Yeah, it is a visual medium, after all.
So is live theater, but you can still use your imagination to pretend the stage in front of you is a mountaintop or a castle or a battlefield rather than just a bunch of wood boards and painted backdrops. So are comic books and animation, but you can still use your imagination to pretend that the ink-and-paint drawings you're looking at are actually living people in real physical places. It may be visual, but it is still a
medium, a vehicle for artistic expression, and thus it is missing the point to insist it must be taken absolutely literally.
One of the most unpleasant things to emerge in fictional IP in my lifetime has been the obsession with continuity and the significance of trivia. Don't get me wrong, I greatly enjoy when writers can tie trivia together in fun and unexpected ways, or can come up with an amazing retcon, and my neurodivergent brain *loves* making timelines of fictional universes and reconciling different stories, but when it gets to the point that you can't enjoy or advance a story because you're too stuck picking nits, there may be a problem.

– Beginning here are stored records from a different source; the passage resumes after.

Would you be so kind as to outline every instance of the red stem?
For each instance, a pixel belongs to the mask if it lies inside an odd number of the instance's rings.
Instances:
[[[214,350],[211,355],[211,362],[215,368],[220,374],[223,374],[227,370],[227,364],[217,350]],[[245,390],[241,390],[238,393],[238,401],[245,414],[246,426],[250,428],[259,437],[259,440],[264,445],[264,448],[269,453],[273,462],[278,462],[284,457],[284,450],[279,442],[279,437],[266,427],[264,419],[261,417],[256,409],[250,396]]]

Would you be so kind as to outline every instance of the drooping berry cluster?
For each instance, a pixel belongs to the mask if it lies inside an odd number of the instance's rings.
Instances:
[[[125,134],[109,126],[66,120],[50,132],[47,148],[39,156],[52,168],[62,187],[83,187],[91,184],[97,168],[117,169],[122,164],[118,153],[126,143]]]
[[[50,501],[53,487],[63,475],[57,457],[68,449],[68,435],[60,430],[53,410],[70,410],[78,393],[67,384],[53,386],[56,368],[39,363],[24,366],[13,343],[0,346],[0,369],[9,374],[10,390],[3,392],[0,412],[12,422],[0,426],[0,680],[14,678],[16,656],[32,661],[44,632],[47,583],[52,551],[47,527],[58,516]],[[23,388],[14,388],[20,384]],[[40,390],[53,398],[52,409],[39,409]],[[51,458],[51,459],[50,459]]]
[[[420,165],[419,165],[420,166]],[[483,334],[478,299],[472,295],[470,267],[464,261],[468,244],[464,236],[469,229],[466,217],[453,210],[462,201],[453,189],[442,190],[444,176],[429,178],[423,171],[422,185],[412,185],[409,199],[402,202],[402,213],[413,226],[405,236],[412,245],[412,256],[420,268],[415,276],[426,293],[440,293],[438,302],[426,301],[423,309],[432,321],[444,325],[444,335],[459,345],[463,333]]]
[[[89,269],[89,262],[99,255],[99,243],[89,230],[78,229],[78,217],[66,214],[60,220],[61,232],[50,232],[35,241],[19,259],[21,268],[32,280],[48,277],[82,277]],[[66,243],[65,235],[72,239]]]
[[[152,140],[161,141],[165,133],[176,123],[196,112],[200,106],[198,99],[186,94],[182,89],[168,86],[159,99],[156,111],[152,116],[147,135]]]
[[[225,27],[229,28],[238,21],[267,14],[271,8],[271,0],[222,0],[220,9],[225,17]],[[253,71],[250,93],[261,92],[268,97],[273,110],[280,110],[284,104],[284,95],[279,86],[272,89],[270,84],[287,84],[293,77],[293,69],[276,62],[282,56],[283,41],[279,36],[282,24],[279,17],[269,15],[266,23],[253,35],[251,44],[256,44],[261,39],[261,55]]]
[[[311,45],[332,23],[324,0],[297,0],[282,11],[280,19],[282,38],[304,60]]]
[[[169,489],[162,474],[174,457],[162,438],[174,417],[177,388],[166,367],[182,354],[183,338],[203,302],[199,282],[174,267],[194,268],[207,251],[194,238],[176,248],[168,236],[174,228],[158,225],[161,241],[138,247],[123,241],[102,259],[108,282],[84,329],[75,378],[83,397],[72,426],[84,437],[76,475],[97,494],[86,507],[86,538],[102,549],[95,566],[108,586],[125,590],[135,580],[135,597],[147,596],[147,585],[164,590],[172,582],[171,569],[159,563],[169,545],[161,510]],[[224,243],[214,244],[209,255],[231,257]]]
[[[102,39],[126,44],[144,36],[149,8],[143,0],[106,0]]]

Amen to all of this. I love playing with continuity, but it's a means to the end of entertainment, not an absolute dogma that overrides everything else. And you can hope for strong continuity while still having enough basic maturity and common sense to understand that absolutely
perfect continuity is never going to be attainable, especially in a huge sprawling franchise created by hundreds of different minds over half a century, and that sometimes you just have to accept the humanity of the creators, the fact that sometimes they will be imperfect or change their minds and rely on your good graces as the audience to suspend disbelief, the same way an audience in live theater learns to forgive the inevitable fumbled lines and missed cues.
That all said, one of the major advantages I think the original lines of Trek originals had, both Bantam and Pocket, was that they started after the show had ended. The writers (presumably) knew the characters and settings and had had plenty of time for them to sink in. Very different than the earliest novels in TNG on where writers may have been writing original stories based on little more than the pilot script and concept art, or the poor DS9 writers writing Cardassian and Bajoran stuff even as those stories were unfolding slowly in the show. One of several reasons I think the overall quality (let alone the interconnectedness) of Trek Lit exploded post-VOY and Nemesis.
I don't think this really holds up, because if anything, those early books had far
looser continuity than the later ones. Yes, they didn't have to worry about new episodes coming along to contradict them, but they didn't always remember the old episodes accurately, because they only had a few reference books and edited-for-syndication reruns to go on. And many authors had never even seen the animated series, or chose to ignore it, so some acknowledged it and others contradicted it.
Not only that, but so much of the Trek universe was still undefined that there was plenty of room for different novelists to fill in the gaps in wildly divergent ways, so that there were notable differences in the portrayal of the universe between Joe Haldeman, David Gerrold, Kathleen Sky, Vonda McIntyre, Diane Duane, Diane Carey, A.C. Crispin, J.M. Dillard, etc. And there was no effort at the time to reconcile different books with one another, not until the occasional author started choosing to reference Duane's Rihannsu or John M. Ford's Klingons or what-have-you.
Personally, I loved that wide-open, wild-and-wooly era, when
Star Trek wasn't some well-defined set of strictures to operate within, but a loose theme that different writers could reinterpret in their own voice and style. It was the very lack of uniformity that made the different interpretations so interesting -- IDIC and all that. It made ST feel populist, something individuals could define as they chose, rather than a doctrine imposed from the top down the way many modern fans seem to expect and want it to be.